By Jean-Francois Revel and Matthieu Ricard
Instead of detailing an actual road trip, "The Monk and the Philosopher" is a book about the "spiritual journey." Jean-Francois Revel, a prominent French intellectual entrenched in Western science and thought, meets his son Matthieu Ricard, a Buddhist monk, in Katmandu to discuss both why Ricard decided for a clean break from the West and the difference between Eastern and Western thought in general. Ricard was once a promising young scientist in France, but after successfully defending his doctoral thesis, he shocked his family and friends by moving to Bhutan and becoming a monk. What drew him to the East? What are the points of contention between father and son? How have the ways each has chosen to live affected their relationship? These concerns drive the dialogue.

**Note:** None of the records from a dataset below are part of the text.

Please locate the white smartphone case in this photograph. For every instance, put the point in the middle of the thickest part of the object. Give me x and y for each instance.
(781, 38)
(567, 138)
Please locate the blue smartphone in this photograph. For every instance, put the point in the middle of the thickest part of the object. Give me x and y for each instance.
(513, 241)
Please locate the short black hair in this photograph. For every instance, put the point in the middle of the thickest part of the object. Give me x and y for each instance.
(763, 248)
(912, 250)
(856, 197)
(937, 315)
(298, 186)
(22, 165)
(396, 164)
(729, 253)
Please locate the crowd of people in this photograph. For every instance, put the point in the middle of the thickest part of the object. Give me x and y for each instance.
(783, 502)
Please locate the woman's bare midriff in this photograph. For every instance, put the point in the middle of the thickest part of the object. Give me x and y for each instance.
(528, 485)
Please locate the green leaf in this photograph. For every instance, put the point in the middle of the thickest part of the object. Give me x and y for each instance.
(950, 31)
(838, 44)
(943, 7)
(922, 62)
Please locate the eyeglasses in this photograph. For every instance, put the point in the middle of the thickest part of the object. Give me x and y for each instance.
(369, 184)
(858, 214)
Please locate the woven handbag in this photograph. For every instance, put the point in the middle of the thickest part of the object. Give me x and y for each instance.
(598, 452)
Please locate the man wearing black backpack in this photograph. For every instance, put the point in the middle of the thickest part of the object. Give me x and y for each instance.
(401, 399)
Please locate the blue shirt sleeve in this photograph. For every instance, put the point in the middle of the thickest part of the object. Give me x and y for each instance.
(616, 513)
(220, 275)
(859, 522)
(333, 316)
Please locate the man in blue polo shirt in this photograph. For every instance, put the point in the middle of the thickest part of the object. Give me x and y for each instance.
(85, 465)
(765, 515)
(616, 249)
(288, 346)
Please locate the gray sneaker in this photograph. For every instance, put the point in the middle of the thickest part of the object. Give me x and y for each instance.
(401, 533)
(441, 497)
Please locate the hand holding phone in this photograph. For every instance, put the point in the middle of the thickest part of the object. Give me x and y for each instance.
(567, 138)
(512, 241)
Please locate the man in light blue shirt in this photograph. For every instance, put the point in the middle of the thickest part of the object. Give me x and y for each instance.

The book begins with a conversation about how Ricard has evolved from aspiring scientist to ordained Buddhist monk. But after clarifying how and when Ricard abandoned his research career, the men begin to engage in a dialogue informed by pride, bitterness and sincerity. Much of the book is an elucidation of the Buddhist approach to life, and Ricard's insistence that Buddhism is not unflinching dogma, but a living, breathing framework, from which one can arrive at a spiritual destination. Revel seems incapable or unwilling of understanding this key point, and this tension speaks volumes about the differences between East and West, father and son. Even for a Buddhist monk, the very embodiment of serenity, Ricard's patience is repeatedly tried. Both are trying to come to some understanding of what the other holds dear, while also resolutely defending their methods for tackling philosophy's primary quests -- eliminating the fear of death, while living the "good life." Their unique experiences traveling through life are certainly food for thought -- perhaps inspiring enough to start the reader on his or her own quest.
No dialogue, however enlightening it might be, could ever be a substitute for the silence of personal experience, so indispensable for an understanding of how things really are. Experience, indeed, is the path. And as the Buddha often said, "it is up to you to follow it," so that one day the messenger might become the message.
Travels with Charley in Search of America
By John Steinbeck
As one of the great American authors, Steinbeck has little to prove in terms of writing. But there came a time in his life where he began to get the sense that the America he had written of in his seminal works had morphed into something wholly unfamiliar. To reacquaint himself with a clearer picture of his motherland, he decided to set out on a three-month journey with his friend Charley the standard poodle. The natural beauty he encounters along the way in places like Montana and the redwood forests of California are juxtaposed against the ugly bigotry and closed-mindedness of many Americans he meets. This hatred is certainly very painful for Steinbeck, and the sad realization that his ideal vision of America -- an America where the loss of innocence may open the door for positive growth -- may never materialize makes for a melancholy experience.
Steinbeck is a natural reporter, able to convey scenes, such as his route through the changing New England foliage, with great accuracy. But he also injects his writing with experience and passion, and this is what makes "Travels with Charley" so engaging.
For many years I have traveled in many parts of the world. In America, I live in New York, or dip into Chicago or San Francisco. But New York is no more America than Paris is France or London is England. Thus, I discovered I did not know my own country.